• Hugh F. Wynn

How to Make Sure Your Castle Finds a Good Home Post-Mortem

Your home is your castle, as the saying goes. It's a BIG responsibility that often has a large bill (mortgage) attached. So how do you handle estate planning for your castle without placing undue burden on your heirs? NOTE: Since I’m not a credentialed financial advisor, the answers (observations) I give are strictly my opinion.

Your Castle's Destiny

A home is often the primary asset to be disposed of by the executor of an estate, whether or not a will directing such disposition exists. When a homeowner dies leaving an unpaid mortgage (secured by the property it covers), the lender of record retains the right to any unpaid balance. This situation offers three likely scenarios:

  • The estate pays off the mortgage

  • A beneficiary inherits the home and continues to pay off the mortgage

  • The house is sold to pay off the mortgage and/or other debts

If your home is not already mentioned in your will, some legal work is in order. Make certain it clearly states who will inherit the home whether or not a mortgage exists on the property. Legally, the matter is simplified a bit if a mortgage does in fact exist. Why? Such matters of future ownership are often not fully clarified in the absence of a mortgage. In such instances, the assistance of a good lawyer is advised.


Assuming a Mortgage

If a mortgage is co-signed, as is often the case when an individual borrows money with a spouse to buy a house, the surviving co-signer or co-borrower is obligated to make the remaining payments on the mortgage. If there is no co-signer or co-borrower, but the homeowner designates an heir in his/her will, the beneficiary can take over the mortgage without applying for and being approved for a home loan by virtue of federal law.


Here's how it works: Mortgages and most other liens on a real property's title survive the death of the property's owner. Heirs of real property aren't generally responsible for such liens unless they are co-borrowers or co-signers. There's no law requiring an individual to accept anything passed to him or her by a deceased person. Under a 1982 federal law, relatives can continue making payments if they plan to live in an inherited home. Government-backed loans (FHA, VA, USDA) usually qualify for a mortgage assumption. Conventional mortgages often do not permit loan assumption, since many include a “due-on-sale” clause, which permits a lender to declare the loan balance due and payable if the mortgage is sold or transferred without the lender’s consent. However, lenders can’t legally exercise such clauses under a handful of circumstances, which usually involve a transfer of ownership between relatives in a will or divorce versus a third-party homebuyer desiring to assume a mortgage.
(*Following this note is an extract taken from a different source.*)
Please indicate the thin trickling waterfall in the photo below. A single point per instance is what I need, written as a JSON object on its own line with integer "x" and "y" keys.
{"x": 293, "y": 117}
If the new owner (heir) fails to make said payments, the lender of record has the right to foreclose. Why? Because mortgages are secured by the properties against which they are drawn whether “owned” by the original signee or an heir. In short, a lender can force the sale of a secured property on which payments are owed.


It’s common for homes to be sold after owners die in order to pay off debts, particularly if an heir chooses not to keep the home. Further, if the deceased homeowner has debts apart from the home mortgage that can’t be paid without selling the home, certain states require a home sale to resolve these other estate obligations.

What? No Mortgage?

If there is no mortgage contract, it’s important that the homeowner's will specify who shall inherit the home. And again, if the deceased homeowner has debts that can’t be paid without selling the home, certain states require a home sale to resolve such other estate obligations.
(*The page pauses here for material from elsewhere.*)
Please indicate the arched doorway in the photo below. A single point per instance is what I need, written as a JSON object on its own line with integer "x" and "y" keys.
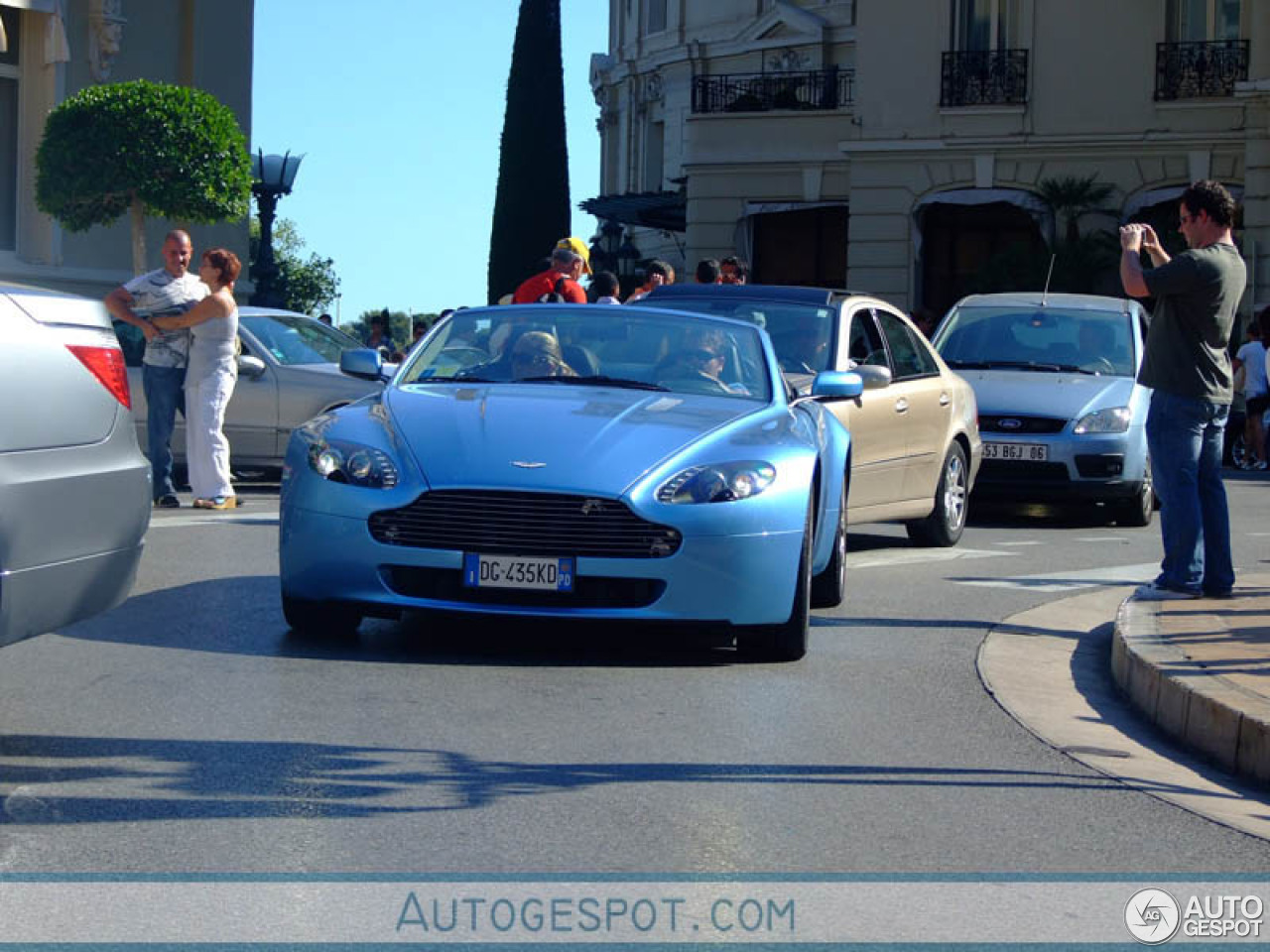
{"x": 976, "y": 248}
When a property is owned outright by the deceased person with no mortgage, an heir might think it’s an easy process to become the new owner. However, a home is considered an asset of the estate and must be treated like other assets until probate is completed. If the deceased person owed debts and didn’t have enough other assets to satisfy those debts, the house may need to be sold to pay creditors. If this isn’t the case, the executor of the will can focus on transferring the property to its new owner.


Sharing Amongst Heirs

Other issues arise if an individual inherits a home along with other siblings or heirs, who also have a say in what happens next. Thus, it's necessary to determine what all heirs wish to do with the property before exploring disposition options (perhaps even before the death of the original owner).


If one heir wishes to keep the property and other heirs want to sell, the solo heir can buy the other heirs out. If all heirs want to keep the property, a compromise must be reached regarding the home’s ultimate disposition. For example, if one heir wants to live in the house, an agreement must be reached regarding compensation…if any…to those heirs unable to enjoy their respective ownerships in the home.


In Sum

Because death can come without notice to young, old, rich or poor, leaving a last will and testament for the proper disposition of an individual’s estate is always a wise thing to do. Families are in a vulnerable position following the loss of a loved one, so a smooth transfer of assets - particularly the transfer of a home - makes things a little bit easier.